AI has arguably become the biggest – and most contentious – topic in the world of art and design in recent years. For every impressive example of prompt-generated images or video, there's a question of ethics and copyright, not to mention the perceived existential threat to creative jobs.
Many of the biggest brands creating AI tech have been eager to emphasise their ethical credentials, with Adobe Firefly, for example, committing to transparency and authenticity by only training its models on commercially available content. But according to a new exposé, Google appears to consider the entire of YouTube to be fair game.
The New York Times claims that OpenAI (of ChatGPT fame) trained its Whisper speech recognition tool on millions of YouTube videos, with the transcripts used to train ChatGPT 4.

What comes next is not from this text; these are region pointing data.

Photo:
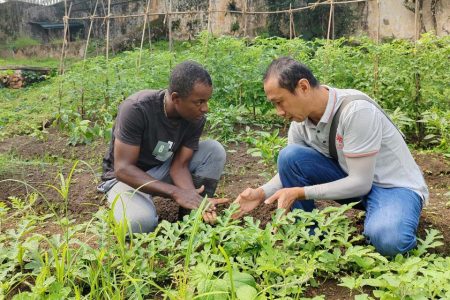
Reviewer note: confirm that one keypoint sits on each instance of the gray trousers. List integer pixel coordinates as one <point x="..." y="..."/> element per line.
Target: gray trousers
<point x="138" y="207"/>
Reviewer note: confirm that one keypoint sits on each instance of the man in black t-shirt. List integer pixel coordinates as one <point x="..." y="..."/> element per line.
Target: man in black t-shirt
<point x="155" y="149"/>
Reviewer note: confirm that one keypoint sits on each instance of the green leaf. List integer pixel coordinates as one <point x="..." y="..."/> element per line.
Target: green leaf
<point x="246" y="292"/>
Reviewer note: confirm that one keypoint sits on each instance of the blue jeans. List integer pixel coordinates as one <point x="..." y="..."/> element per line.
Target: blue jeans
<point x="392" y="214"/>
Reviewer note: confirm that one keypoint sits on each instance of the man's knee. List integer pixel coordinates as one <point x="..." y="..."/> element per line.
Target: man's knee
<point x="390" y="239"/>
<point x="215" y="149"/>
<point x="139" y="212"/>
<point x="291" y="154"/>
<point x="209" y="160"/>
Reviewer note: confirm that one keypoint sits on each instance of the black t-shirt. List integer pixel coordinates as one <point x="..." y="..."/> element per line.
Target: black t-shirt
<point x="141" y="121"/>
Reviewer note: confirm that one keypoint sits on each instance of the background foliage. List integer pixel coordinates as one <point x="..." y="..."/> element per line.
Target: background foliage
<point x="410" y="82"/>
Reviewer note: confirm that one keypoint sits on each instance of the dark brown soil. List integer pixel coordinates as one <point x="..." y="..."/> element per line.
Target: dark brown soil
<point x="42" y="161"/>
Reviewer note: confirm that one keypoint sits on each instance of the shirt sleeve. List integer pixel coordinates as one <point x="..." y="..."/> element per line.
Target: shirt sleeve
<point x="192" y="139"/>
<point x="129" y="125"/>
<point x="358" y="182"/>
<point x="294" y="135"/>
<point x="361" y="129"/>
<point x="272" y="186"/>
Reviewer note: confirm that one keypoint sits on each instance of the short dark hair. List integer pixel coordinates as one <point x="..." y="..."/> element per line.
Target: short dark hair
<point x="185" y="75"/>
<point x="289" y="72"/>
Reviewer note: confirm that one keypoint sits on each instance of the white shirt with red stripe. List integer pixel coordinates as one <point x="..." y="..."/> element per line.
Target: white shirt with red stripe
<point x="363" y="130"/>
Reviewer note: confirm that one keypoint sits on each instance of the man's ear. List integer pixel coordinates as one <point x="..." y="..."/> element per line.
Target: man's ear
<point x="303" y="85"/>
<point x="175" y="97"/>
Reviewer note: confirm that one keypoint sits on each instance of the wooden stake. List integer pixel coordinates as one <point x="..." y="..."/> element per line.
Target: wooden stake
<point x="90" y="30"/>
<point x="170" y="26"/>
<point x="291" y="23"/>
<point x="377" y="57"/>
<point x="143" y="33"/>
<point x="107" y="30"/>
<point x="209" y="28"/>
<point x="329" y="20"/>
<point x="245" y="18"/>
<point x="65" y="41"/>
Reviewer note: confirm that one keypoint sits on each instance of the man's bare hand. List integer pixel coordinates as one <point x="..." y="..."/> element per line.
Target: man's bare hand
<point x="189" y="199"/>
<point x="286" y="197"/>
<point x="210" y="215"/>
<point x="248" y="200"/>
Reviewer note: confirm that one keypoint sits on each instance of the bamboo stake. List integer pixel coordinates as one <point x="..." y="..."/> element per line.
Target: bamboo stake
<point x="107" y="29"/>
<point x="170" y="26"/>
<point x="311" y="6"/>
<point x="245" y="18"/>
<point x="417" y="97"/>
<point x="209" y="28"/>
<point x="149" y="34"/>
<point x="90" y="30"/>
<point x="65" y="41"/>
<point x="377" y="57"/>
<point x="329" y="20"/>
<point x="291" y="23"/>
<point x="143" y="33"/>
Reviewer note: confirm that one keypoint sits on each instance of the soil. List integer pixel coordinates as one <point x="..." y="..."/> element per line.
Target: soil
<point x="42" y="161"/>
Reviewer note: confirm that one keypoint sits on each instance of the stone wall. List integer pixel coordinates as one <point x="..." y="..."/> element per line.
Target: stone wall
<point x="397" y="19"/>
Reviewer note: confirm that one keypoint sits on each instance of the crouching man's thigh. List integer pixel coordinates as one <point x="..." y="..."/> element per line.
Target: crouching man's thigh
<point x="138" y="208"/>
<point x="392" y="218"/>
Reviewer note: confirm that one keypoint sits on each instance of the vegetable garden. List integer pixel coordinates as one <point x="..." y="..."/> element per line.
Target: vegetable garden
<point x="58" y="240"/>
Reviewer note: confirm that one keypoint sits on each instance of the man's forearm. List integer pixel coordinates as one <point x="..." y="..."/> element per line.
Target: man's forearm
<point x="272" y="186"/>
<point x="182" y="178"/>
<point x="138" y="179"/>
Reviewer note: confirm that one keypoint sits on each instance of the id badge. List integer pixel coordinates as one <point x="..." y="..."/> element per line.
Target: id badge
<point x="162" y="151"/>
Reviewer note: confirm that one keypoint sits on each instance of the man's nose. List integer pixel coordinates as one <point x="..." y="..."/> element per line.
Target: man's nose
<point x="280" y="112"/>
<point x="204" y="108"/>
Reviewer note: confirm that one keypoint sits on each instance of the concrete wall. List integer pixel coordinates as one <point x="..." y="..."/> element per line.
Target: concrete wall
<point x="397" y="18"/>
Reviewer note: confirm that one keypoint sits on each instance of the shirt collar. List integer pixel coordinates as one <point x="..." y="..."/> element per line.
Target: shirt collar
<point x="331" y="105"/>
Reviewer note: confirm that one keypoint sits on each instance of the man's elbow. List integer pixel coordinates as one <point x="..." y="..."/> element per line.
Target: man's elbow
<point x="363" y="188"/>
<point x="120" y="172"/>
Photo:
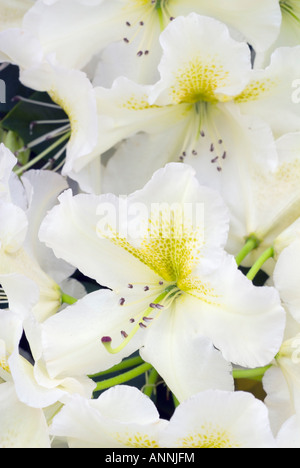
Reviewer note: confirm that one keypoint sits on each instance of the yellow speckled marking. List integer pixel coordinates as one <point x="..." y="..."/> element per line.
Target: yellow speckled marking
<point x="137" y="440"/>
<point x="198" y="81"/>
<point x="209" y="437"/>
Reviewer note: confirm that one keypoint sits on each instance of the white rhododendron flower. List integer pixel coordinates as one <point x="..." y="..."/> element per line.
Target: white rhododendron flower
<point x="149" y="225"/>
<point x="73" y="92"/>
<point x="120" y="417"/>
<point x="180" y="285"/>
<point x="289" y="434"/>
<point x="12" y="12"/>
<point x="216" y="419"/>
<point x="77" y="30"/>
<point x="123" y="417"/>
<point x="192" y="113"/>
<point x="289" y="30"/>
<point x="23" y="206"/>
<point x="282" y="380"/>
<point x="22" y="426"/>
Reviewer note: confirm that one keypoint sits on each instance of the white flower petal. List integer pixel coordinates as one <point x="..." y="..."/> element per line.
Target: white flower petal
<point x="287" y="276"/>
<point x="270" y="93"/>
<point x="245" y="322"/>
<point x="71" y="340"/>
<point x="12" y="12"/>
<point x="21" y="426"/>
<point x="71" y="90"/>
<point x="20" y="47"/>
<point x="200" y="62"/>
<point x="186" y="361"/>
<point x="120" y="417"/>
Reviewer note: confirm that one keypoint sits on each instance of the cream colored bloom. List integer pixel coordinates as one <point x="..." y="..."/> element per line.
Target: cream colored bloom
<point x="173" y="285"/>
<point x="76" y="30"/>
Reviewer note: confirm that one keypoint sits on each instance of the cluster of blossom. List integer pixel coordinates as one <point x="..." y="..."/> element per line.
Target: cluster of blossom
<point x="180" y="182"/>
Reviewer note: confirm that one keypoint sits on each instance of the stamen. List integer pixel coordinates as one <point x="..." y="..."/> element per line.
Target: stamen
<point x="38" y="103"/>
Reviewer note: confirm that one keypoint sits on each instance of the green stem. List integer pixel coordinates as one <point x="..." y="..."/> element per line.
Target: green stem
<point x="66" y="299"/>
<point x="120" y="379"/>
<point x="251" y="244"/>
<point x="150" y="384"/>
<point x="43" y="154"/>
<point x="127" y="363"/>
<point x="269" y="253"/>
<point x="252" y="374"/>
<point x="175" y="401"/>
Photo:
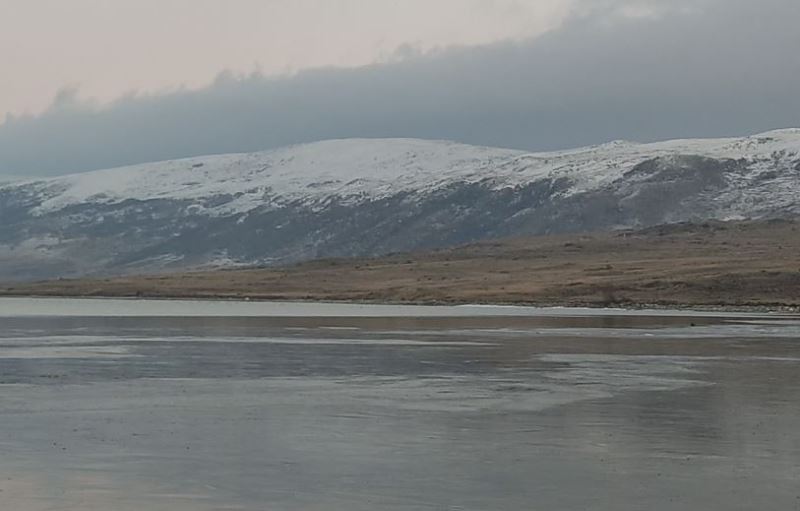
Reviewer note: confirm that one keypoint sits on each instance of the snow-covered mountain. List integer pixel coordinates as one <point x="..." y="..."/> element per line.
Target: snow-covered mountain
<point x="368" y="197"/>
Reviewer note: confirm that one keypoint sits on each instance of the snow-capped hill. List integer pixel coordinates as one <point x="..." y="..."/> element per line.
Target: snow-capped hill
<point x="356" y="169"/>
<point x="371" y="196"/>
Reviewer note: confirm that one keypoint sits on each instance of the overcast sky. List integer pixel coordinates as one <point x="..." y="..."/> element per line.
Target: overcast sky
<point x="97" y="83"/>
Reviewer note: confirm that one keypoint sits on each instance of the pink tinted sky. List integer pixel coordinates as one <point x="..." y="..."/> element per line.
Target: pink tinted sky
<point x="107" y="48"/>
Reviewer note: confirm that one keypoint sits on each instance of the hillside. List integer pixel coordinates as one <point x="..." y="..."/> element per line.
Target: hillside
<point x="360" y="198"/>
<point x="714" y="264"/>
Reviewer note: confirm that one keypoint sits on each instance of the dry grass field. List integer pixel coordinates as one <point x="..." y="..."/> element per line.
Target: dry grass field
<point x="711" y="264"/>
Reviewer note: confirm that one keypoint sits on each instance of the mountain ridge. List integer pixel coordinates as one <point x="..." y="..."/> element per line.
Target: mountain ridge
<point x="365" y="197"/>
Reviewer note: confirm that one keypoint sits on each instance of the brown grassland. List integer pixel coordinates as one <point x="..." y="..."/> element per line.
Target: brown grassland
<point x="746" y="264"/>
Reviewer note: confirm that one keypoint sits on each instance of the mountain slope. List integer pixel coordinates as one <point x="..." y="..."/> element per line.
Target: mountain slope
<point x="369" y="197"/>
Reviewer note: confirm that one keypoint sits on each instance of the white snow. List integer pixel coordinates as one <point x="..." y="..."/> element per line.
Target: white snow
<point x="364" y="169"/>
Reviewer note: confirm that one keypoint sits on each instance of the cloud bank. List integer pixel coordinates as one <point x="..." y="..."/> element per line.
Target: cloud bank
<point x="619" y="70"/>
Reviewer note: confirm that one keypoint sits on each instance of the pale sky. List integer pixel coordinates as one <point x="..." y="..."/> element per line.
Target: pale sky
<point x="524" y="74"/>
<point x="109" y="47"/>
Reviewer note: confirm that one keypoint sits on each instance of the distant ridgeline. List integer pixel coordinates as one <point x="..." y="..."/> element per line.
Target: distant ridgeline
<point x="371" y="197"/>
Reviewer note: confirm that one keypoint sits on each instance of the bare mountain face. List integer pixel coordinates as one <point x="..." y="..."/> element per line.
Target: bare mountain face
<point x="371" y="197"/>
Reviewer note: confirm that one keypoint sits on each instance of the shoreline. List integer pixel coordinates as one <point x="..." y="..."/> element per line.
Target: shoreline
<point x="776" y="309"/>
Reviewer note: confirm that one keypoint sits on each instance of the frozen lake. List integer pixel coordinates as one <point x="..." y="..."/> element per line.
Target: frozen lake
<point x="178" y="406"/>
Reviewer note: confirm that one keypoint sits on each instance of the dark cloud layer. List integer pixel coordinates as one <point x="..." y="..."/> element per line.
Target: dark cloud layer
<point x="729" y="68"/>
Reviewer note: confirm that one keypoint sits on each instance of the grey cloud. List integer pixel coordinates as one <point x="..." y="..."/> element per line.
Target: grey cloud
<point x="715" y="67"/>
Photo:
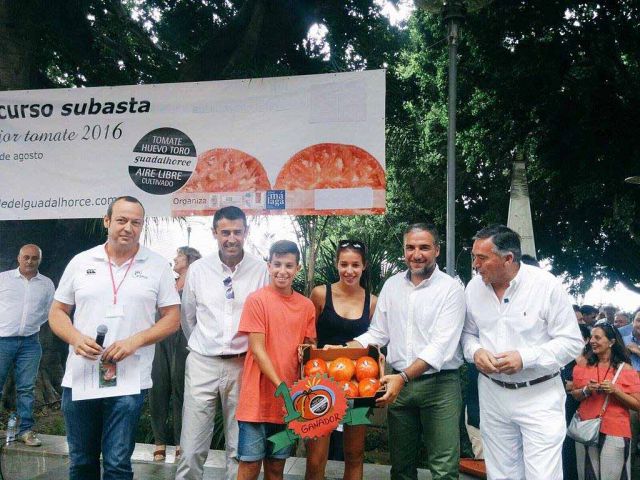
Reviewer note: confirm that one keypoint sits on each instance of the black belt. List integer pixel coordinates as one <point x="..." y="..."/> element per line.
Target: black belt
<point x="515" y="386"/>
<point x="427" y="375"/>
<point x="235" y="355"/>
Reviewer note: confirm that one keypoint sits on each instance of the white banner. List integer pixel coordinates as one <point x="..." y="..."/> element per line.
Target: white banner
<point x="298" y="145"/>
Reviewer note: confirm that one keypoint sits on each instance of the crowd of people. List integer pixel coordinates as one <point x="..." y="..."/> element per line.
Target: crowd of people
<point x="226" y="332"/>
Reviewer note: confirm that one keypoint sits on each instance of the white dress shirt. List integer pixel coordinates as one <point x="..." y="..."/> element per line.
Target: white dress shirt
<point x="24" y="304"/>
<point x="148" y="285"/>
<point x="419" y="321"/>
<point x="209" y="319"/>
<point x="535" y="318"/>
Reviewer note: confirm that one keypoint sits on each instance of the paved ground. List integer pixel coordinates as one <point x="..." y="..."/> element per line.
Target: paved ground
<point x="50" y="462"/>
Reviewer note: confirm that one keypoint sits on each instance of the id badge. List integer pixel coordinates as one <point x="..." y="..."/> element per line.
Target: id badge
<point x="114" y="311"/>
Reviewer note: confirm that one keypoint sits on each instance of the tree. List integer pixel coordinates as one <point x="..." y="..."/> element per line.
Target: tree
<point x="114" y="42"/>
<point x="555" y="82"/>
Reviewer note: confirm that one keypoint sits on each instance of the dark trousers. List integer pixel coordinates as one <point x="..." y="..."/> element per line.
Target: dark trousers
<point x="167" y="394"/>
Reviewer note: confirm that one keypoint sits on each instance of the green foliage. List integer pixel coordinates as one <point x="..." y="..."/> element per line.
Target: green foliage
<point x="555" y="83"/>
<point x="384" y="249"/>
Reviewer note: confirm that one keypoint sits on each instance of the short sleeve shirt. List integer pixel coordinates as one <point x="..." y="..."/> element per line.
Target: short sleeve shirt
<point x="285" y="321"/>
<point x="86" y="283"/>
<point x="616" y="419"/>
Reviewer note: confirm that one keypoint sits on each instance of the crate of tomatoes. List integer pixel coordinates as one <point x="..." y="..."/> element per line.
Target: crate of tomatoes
<point x="357" y="370"/>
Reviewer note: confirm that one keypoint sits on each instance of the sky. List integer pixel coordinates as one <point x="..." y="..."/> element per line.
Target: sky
<point x="169" y="235"/>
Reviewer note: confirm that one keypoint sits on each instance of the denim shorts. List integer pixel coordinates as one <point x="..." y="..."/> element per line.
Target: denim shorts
<point x="253" y="444"/>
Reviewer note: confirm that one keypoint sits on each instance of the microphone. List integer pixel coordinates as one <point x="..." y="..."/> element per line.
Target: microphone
<point x="102" y="331"/>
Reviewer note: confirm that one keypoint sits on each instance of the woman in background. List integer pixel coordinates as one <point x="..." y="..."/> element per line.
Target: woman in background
<point x="343" y="311"/>
<point x="167" y="373"/>
<point x="594" y="378"/>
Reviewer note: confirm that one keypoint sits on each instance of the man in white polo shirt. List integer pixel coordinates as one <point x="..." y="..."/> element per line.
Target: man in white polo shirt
<point x="212" y="301"/>
<point x="122" y="285"/>
<point x="520" y="330"/>
<point x="419" y="317"/>
<point x="25" y="298"/>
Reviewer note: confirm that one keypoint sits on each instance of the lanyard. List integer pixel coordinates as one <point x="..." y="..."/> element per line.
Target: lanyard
<point x="113" y="281"/>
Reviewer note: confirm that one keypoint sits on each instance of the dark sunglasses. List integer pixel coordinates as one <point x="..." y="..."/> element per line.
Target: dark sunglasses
<point x="357" y="244"/>
<point x="227" y="282"/>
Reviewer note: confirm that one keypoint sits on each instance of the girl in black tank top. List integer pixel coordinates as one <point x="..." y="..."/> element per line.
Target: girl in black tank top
<point x="336" y="329"/>
<point x="332" y="329"/>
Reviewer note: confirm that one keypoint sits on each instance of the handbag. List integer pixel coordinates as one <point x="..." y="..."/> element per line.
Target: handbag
<point x="588" y="431"/>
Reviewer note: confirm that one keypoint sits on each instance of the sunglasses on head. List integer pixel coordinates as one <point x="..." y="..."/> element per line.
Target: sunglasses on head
<point x="357" y="244"/>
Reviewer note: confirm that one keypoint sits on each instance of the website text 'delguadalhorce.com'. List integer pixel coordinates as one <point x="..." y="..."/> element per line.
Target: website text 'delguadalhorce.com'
<point x="51" y="202"/>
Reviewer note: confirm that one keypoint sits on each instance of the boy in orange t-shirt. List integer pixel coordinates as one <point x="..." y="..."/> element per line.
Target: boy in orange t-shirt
<point x="277" y="320"/>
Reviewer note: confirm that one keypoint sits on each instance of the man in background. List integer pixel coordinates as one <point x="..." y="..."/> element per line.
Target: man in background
<point x="25" y="298"/>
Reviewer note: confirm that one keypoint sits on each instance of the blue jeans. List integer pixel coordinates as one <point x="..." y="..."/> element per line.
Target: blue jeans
<point x="24" y="354"/>
<point x="106" y="425"/>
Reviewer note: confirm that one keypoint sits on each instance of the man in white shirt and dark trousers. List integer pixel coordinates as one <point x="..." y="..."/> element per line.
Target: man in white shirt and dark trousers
<point x="419" y="316"/>
<point x="212" y="300"/>
<point x="520" y="331"/>
<point x="121" y="285"/>
<point x="25" y="298"/>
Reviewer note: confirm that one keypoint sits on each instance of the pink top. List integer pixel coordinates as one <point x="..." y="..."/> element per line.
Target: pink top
<point x="615" y="420"/>
<point x="285" y="320"/>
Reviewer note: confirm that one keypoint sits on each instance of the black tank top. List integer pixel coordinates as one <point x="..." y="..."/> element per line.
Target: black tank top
<point x="332" y="329"/>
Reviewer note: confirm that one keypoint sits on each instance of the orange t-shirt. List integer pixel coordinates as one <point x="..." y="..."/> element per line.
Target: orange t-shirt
<point x="285" y="321"/>
<point x="616" y="419"/>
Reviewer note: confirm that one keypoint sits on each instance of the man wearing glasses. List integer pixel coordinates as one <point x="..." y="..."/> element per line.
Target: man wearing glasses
<point x="520" y="331"/>
<point x="213" y="297"/>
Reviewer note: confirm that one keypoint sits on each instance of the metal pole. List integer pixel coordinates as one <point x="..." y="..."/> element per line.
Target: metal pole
<point x="451" y="146"/>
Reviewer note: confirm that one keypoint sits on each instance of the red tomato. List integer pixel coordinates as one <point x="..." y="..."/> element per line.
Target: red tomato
<point x="368" y="387"/>
<point x="315" y="366"/>
<point x="342" y="369"/>
<point x="366" y="367"/>
<point x="350" y="389"/>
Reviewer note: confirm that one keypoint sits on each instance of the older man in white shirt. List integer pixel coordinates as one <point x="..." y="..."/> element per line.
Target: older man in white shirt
<point x="520" y="331"/>
<point x="25" y="298"/>
<point x="419" y="315"/>
<point x="212" y="301"/>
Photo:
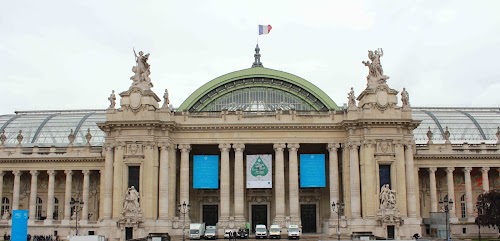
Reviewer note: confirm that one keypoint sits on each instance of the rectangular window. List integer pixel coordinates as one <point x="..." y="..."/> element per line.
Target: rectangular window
<point x="385" y="175"/>
<point x="133" y="176"/>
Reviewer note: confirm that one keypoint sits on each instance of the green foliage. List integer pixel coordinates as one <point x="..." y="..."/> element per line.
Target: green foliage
<point x="488" y="206"/>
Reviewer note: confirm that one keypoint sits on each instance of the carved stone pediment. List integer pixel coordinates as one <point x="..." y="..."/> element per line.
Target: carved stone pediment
<point x="134" y="150"/>
<point x="385" y="147"/>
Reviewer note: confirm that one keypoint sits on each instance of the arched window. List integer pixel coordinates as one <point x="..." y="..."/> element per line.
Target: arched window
<point x="39" y="208"/>
<point x="5" y="205"/>
<point x="462" y="206"/>
<point x="56" y="209"/>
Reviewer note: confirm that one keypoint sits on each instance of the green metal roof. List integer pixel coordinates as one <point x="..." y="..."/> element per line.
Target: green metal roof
<point x="258" y="72"/>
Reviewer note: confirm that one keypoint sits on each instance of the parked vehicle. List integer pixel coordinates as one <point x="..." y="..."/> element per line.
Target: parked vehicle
<point x="196" y="230"/>
<point x="293" y="231"/>
<point x="260" y="231"/>
<point x="275" y="231"/>
<point x="211" y="232"/>
<point x="242" y="233"/>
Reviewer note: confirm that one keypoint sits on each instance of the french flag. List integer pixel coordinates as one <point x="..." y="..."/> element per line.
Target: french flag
<point x="264" y="29"/>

The most damning claim, though, is that Google was aware of the practice, but did not intervene, despite it contravening YouTube's own policies on unauthorised content scraping. This, the report claims, is because Google was already training its own AI, Gemini, on YouTube videos. Matt Bryant, a spokesperson for Google, told the New York Times Google did not know OpenAI was training ChatGPT on YouTube videos, but the report suggests several people at Google were aware of it, and did not take action because the company itself was doing the same thing.
The suggestion that two major AI players have trained their AI models on millions of YouTube videos will do nothing to allay the fears of those who AI is committing mass copyright infringement.
The report echoes the outcry over recently leaked document which revealed that MidJourney was trained on the work of over 16,000 artists. But with both OpenAI and Google implicated in this new report, we could be looking at the most significant AI controversy yet.